“We must change our culture”, the New York Times says and plans “sweeping” reforms after the diversity report’s findings.
The New York Times’ diversity report published last week paints a grim picture of the company’s workplace culture, depicting the “difficult environment” at the NYT – especially as experienced by people of color.
The report revealed that while the organization has made some progress in diversifying in recent years, it “is too often a difficult place to work for people of all backgrounds – particularly colleagues of color, and especially Black and Latino colleagues”. It said that many employees of color had gone through “unsettling and sometimes painful day-to-day workplace experiences” and noted that Black and Latino people were underrepresented in leadership roles.
The report, based on interviews with more than 400 Times employees over an 8-month period, also stated that Asian American women feel “invisible and unseen” and are often referred to using the name of other Asian women.
According to the NYT’s diversity report, despite increasingly diversifying the company through hiring, people of color – particularly women of color – remain significantly underrepresented in positions of leadership. “Black colleagues who are not in leadership positions leave the company at a higher rate than white colleagues,” the report said.
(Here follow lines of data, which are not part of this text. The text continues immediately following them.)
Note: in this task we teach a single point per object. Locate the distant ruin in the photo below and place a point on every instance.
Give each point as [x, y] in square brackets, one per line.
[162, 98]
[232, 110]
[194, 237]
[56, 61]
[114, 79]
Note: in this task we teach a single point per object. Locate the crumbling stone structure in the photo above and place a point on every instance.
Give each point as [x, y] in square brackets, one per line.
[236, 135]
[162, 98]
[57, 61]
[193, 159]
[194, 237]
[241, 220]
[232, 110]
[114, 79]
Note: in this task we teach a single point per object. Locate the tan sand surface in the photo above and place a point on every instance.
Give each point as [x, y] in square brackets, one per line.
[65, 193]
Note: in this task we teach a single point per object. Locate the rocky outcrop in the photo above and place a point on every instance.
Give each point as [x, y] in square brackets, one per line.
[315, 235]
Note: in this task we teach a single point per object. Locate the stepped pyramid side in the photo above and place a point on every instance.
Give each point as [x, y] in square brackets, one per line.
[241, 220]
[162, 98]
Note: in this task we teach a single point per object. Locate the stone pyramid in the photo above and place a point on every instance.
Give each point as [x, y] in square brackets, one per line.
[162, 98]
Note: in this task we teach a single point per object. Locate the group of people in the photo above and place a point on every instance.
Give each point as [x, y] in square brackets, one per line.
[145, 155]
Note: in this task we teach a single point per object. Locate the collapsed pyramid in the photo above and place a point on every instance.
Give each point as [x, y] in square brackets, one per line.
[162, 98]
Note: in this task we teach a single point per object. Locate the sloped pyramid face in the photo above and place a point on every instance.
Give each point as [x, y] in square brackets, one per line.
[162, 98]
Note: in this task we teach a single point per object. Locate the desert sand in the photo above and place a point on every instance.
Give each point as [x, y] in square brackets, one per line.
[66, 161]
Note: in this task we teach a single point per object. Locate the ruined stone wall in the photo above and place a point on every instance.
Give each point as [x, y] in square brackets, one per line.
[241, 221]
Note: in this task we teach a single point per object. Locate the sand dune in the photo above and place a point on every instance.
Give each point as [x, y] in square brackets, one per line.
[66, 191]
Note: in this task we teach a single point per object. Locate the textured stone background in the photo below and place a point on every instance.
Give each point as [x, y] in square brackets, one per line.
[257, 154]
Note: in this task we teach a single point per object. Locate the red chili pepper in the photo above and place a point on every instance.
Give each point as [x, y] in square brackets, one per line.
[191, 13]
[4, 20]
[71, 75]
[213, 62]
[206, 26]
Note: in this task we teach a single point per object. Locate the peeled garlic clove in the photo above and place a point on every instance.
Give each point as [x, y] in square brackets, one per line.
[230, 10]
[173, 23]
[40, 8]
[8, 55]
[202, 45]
“For over a century and a half, The New York Times has succeeded in part by recognizing when it needed to change,” top executives wrote in a note to staff. “This is such a moment.” The executives said the actions prompted by the report “require the most substantial investment The Times has ever made in terms of time, money and energy – in advancing our culture.”
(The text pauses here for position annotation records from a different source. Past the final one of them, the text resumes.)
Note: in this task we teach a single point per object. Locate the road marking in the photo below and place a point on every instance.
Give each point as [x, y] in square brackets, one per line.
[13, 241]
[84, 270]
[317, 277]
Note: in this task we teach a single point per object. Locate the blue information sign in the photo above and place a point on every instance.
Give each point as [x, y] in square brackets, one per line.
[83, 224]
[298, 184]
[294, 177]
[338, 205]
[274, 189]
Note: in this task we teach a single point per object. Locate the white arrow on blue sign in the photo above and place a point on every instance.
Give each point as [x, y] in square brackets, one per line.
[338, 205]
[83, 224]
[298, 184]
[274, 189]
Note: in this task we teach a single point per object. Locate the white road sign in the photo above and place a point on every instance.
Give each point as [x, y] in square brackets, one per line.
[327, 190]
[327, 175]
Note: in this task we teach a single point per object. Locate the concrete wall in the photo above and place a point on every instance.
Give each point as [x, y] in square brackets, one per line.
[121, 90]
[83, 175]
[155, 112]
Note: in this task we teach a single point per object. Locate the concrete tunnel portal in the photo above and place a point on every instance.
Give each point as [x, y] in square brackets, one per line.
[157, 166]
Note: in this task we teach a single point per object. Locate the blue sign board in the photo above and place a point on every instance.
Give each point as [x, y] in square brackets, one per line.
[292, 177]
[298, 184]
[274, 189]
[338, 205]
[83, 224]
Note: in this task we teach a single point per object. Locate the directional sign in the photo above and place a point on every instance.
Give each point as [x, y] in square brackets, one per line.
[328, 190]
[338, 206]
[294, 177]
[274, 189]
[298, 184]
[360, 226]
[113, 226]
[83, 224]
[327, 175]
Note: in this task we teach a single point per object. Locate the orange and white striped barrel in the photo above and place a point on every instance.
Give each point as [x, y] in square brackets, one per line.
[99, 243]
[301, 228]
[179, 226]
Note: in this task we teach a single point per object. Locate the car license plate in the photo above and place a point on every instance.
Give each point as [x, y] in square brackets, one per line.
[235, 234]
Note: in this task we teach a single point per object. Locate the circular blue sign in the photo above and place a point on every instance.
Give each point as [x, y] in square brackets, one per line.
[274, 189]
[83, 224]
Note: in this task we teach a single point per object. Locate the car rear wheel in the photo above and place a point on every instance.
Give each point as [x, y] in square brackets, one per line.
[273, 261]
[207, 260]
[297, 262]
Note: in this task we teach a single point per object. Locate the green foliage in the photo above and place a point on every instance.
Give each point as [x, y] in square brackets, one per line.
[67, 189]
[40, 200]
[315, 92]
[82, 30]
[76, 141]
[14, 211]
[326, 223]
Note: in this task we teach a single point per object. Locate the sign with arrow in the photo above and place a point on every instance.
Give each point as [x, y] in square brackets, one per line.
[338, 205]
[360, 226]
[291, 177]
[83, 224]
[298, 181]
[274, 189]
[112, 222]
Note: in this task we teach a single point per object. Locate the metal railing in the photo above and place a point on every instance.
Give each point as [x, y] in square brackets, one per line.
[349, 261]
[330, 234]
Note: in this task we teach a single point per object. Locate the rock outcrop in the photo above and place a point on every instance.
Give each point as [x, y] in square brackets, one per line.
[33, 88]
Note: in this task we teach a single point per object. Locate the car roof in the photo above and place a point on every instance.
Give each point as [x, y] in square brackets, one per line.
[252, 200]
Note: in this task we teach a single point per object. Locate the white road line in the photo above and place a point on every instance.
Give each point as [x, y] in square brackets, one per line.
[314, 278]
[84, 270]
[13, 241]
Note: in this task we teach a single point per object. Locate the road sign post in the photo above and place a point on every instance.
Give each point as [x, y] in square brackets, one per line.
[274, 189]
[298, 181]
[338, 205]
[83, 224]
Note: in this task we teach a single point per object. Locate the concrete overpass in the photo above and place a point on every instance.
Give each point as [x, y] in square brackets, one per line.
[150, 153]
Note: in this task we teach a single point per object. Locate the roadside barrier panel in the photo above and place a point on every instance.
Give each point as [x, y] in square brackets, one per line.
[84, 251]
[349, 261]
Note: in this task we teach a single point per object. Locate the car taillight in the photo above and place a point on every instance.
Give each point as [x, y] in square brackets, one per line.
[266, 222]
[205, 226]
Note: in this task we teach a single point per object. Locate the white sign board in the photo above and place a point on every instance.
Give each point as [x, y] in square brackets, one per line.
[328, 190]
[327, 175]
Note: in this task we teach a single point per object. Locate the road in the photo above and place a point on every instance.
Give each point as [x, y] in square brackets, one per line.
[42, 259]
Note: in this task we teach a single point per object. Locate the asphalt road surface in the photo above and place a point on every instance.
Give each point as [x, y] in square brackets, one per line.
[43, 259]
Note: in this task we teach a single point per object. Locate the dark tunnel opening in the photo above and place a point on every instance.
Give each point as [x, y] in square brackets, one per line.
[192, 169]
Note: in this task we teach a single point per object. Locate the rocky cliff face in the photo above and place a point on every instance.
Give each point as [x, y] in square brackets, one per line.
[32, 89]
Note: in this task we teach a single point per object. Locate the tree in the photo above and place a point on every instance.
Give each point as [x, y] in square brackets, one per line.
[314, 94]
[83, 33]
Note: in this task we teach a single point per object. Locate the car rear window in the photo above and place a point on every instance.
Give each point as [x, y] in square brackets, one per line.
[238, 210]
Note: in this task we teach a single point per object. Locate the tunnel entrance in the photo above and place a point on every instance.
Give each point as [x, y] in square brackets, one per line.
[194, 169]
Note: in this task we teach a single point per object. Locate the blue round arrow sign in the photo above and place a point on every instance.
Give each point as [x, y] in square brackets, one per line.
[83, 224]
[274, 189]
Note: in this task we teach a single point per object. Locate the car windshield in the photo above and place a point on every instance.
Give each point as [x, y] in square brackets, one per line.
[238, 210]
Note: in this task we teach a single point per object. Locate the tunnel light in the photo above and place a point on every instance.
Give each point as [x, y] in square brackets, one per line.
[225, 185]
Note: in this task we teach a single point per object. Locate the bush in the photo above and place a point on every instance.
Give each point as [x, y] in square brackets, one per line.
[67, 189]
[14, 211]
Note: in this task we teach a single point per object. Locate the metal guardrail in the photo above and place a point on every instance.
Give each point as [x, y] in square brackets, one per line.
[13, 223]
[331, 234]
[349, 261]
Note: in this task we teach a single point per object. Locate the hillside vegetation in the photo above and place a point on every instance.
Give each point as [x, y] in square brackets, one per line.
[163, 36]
The plan of action includes a commitment to increasing the number of Black and Latino employees in leadership roles by 50% by 2025; establishing a new diversity, equity, and inclusion office in Human Resources, and launching an expansion of the journalism fellowship program.
The report concluded: “Diversity is not in tension with our journalistic mission: Instead, it helps us find the truth and more fully understand the world. Diversity is also not in tension with our commitment to independence: We will continue to cover the world without fear or favor and portray the world as it is, not as we wish it to be. Making the Times experience better for colleagues of color will make The Times better for everyone.